女性の薄毛の悩みの一つである脂漏性脱毛症は、頭皮の皮脂バランスの乱れや炎症が主な原因です。

この記事では、皮膚科専門医の視点から、効果的な治療法と今日から始められる予防策を詳しく解説します。適切な頭皮ケアと生活習慣の見直しで、健やかな髪を取り戻し、再発を防ぐための知識を深めましょう。
洗浄+保湿で皮脂バリアを再構築するホームケア入門
脂漏性脱毛症の治療と予防の基本は、毎日のホームケアです。特に重要なのは、頭皮の「洗浄」と「保湿」。これにより、過剰な皮脂や汚れを取り除きつつ、頭皮のバリア機能を正常に保ち、炎症や抜け毛のリスクを低減します。

間違ったケアは症状を悪化させる原因にもなるため、正しい知識を身につけることが大切です。
適切なシャンプー選びと正しい洗髪方法
シャンプー選びは、頭皮ケアの第一歩です。脂漏性脱毛症の方は、皮脂が多く、炎症を起こしやすい状態にあるため、洗浄力が強すぎず、かつ頭皮に優しい成分のシャンプーを選ぶことが重要です。
抗真菌成分(ミコナゾール硝酸塩、ケトコナゾールなど)配合の薬用シャンプーは、原因菌の一つであるマラセチア菌の増殖を抑える効果が期待できます。専門医に相談し、自分の頭皮の状態に合ったシャンプーを見つけましょう。
正しい洗髪方法も、頭皮環境を整える上で欠かせません。髪を濡らす前にブラッシングで汚れを浮かせ、ぬるま湯で予洗いします。シャンプーは手のひらで泡立ててから、指の腹でマッサージするように優しく頭皮を洗いましょう。

爪を立ててゴシゴシ洗うと、頭皮を傷つけ、炎症を悪化させる原因になります。すすぎ残しはフケやかゆみ、抜け毛の原因となるため、時間をかけて丁寧に洗い流すことが大切です。
シャンプー選びのポイント
ポイント | 説明 | 推奨成分例 |
---|---|---|
低刺激性 | 頭皮への負担が少ないアミノ酸系洗浄成分など | ココイルグルタミン酸Na |
抗真菌成分配合 | マラセチア菌の増殖を抑制 | ミコナゾール硝酸塩 |
無添加・弱酸性 | 香料、着色料、パラベンフリー。健康な頭皮に近いpH値 | – |
洗髪後の保湿ケアで頭皮の乾燥を防ぐ
シャンプーで皮脂や汚れを落とした後の頭皮は、乾燥しやすい状態です。乾燥はバリア機能の低下を招き、外部刺激に敏感になったり、かえって皮脂の過剰分泌を引き起こしたりすることがあります。そのため、洗髪後の保湿ケアが重要です。
頭皮用のローションや保湿剤を使用し、潤いを補給しましょう。

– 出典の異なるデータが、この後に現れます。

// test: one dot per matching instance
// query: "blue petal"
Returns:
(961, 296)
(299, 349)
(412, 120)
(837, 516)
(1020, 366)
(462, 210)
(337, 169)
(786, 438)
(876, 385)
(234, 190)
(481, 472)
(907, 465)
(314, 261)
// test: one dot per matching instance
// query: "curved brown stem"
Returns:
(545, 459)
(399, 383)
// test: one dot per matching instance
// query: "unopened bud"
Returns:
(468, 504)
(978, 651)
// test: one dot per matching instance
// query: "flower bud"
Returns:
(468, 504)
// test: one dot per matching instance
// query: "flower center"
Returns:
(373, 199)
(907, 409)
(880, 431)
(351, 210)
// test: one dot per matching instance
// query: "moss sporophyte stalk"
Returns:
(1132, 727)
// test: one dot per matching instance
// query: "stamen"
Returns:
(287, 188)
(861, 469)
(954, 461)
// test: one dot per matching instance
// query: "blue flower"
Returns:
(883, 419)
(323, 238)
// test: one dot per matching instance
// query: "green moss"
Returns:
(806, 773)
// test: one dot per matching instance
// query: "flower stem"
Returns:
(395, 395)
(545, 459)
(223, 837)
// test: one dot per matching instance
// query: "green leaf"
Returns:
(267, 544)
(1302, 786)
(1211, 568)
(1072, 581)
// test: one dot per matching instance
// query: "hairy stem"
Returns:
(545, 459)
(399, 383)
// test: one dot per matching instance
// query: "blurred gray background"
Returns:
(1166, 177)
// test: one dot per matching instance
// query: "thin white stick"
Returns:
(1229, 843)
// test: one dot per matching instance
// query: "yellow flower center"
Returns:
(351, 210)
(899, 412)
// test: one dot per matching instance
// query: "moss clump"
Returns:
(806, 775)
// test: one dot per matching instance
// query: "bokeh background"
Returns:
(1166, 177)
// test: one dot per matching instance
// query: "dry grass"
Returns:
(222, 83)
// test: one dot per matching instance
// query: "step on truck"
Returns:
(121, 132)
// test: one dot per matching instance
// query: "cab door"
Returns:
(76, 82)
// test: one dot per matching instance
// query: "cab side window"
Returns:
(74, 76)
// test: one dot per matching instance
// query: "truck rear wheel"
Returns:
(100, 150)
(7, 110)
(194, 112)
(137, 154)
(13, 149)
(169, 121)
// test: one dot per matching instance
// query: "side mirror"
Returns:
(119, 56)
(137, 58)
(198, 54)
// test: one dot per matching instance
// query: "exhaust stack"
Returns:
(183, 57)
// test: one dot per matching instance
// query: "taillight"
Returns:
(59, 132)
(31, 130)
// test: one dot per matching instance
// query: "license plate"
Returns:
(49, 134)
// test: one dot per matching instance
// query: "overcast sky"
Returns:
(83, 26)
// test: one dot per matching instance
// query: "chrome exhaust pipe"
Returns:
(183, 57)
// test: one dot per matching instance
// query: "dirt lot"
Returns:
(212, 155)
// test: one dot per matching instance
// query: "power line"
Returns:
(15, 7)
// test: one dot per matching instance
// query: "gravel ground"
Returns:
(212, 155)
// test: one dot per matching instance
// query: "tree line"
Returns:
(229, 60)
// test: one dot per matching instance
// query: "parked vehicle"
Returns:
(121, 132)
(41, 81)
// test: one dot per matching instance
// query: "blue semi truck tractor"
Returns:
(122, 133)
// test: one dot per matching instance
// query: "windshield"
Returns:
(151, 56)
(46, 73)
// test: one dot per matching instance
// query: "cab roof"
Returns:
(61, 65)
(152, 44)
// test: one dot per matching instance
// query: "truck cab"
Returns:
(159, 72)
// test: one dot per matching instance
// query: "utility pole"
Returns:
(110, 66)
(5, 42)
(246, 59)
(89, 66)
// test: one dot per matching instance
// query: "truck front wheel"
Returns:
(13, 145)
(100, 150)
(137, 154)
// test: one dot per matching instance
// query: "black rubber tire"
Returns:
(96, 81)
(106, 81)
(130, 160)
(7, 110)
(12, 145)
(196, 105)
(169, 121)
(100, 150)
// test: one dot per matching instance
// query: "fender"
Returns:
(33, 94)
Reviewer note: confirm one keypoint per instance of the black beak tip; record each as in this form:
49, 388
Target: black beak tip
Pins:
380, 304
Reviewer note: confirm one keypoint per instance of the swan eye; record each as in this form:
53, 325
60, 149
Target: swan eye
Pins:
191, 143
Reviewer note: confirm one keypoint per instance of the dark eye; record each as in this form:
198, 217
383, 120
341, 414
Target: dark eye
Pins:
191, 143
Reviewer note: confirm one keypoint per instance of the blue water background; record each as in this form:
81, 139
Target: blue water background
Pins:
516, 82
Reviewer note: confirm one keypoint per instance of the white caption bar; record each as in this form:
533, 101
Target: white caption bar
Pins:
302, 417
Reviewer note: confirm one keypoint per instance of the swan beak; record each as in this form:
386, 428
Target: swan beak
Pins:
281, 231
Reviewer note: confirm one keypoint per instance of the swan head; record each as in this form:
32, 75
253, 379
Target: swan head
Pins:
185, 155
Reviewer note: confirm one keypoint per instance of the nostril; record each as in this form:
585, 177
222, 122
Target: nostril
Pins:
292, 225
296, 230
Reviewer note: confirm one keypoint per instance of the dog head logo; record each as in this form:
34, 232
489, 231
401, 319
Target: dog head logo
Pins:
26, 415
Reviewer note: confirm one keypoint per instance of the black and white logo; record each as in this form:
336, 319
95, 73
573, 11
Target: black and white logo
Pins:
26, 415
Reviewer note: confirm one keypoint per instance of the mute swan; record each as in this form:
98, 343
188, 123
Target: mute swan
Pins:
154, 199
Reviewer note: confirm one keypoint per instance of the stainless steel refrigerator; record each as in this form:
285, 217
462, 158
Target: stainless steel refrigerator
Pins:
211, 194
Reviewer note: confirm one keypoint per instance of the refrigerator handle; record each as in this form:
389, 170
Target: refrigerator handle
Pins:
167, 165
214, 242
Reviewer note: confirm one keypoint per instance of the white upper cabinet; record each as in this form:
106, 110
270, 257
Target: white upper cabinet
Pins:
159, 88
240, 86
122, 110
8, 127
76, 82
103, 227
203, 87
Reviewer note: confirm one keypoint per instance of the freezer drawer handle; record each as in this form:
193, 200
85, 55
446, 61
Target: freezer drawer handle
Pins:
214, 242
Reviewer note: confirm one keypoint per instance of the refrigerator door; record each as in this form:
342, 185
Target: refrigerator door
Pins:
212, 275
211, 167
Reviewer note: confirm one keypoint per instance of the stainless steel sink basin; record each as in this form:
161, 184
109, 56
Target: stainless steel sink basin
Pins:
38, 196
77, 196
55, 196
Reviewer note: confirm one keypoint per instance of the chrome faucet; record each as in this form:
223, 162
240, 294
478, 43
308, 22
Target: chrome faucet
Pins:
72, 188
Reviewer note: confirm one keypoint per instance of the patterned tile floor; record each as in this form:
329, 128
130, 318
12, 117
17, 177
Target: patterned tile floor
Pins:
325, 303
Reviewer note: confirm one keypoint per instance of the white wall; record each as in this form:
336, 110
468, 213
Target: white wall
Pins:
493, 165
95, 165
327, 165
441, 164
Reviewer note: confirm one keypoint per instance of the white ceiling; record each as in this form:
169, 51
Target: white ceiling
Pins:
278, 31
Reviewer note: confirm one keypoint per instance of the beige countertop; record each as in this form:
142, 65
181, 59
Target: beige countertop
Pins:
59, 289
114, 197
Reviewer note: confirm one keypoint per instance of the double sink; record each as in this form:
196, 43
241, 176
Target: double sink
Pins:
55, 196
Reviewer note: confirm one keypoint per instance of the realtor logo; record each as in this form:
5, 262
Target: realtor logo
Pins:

セラミドやヒアルロン酸などの保湿成分が配合された製品がおすすめです。特に乾燥が気になる場合は、専門医に相談して適切な保湿剤を選んでもらうと良いでしょう。
保湿剤は、髪の毛ではなく頭皮に直接塗布し、優しくマッサージするようになじませます。
抗真菌ローション&低濃度ステロイドで炎症を即効ブロック
脂漏性脱毛症の症状が活発な時期には、かゆみや赤みといった頭皮の炎症を迅速に抑える治療が必要です。クリニックでは、原因となるマラセチア菌の増殖を抑える抗真菌薬や、炎症を鎮めるステロイド薬を主に使用します。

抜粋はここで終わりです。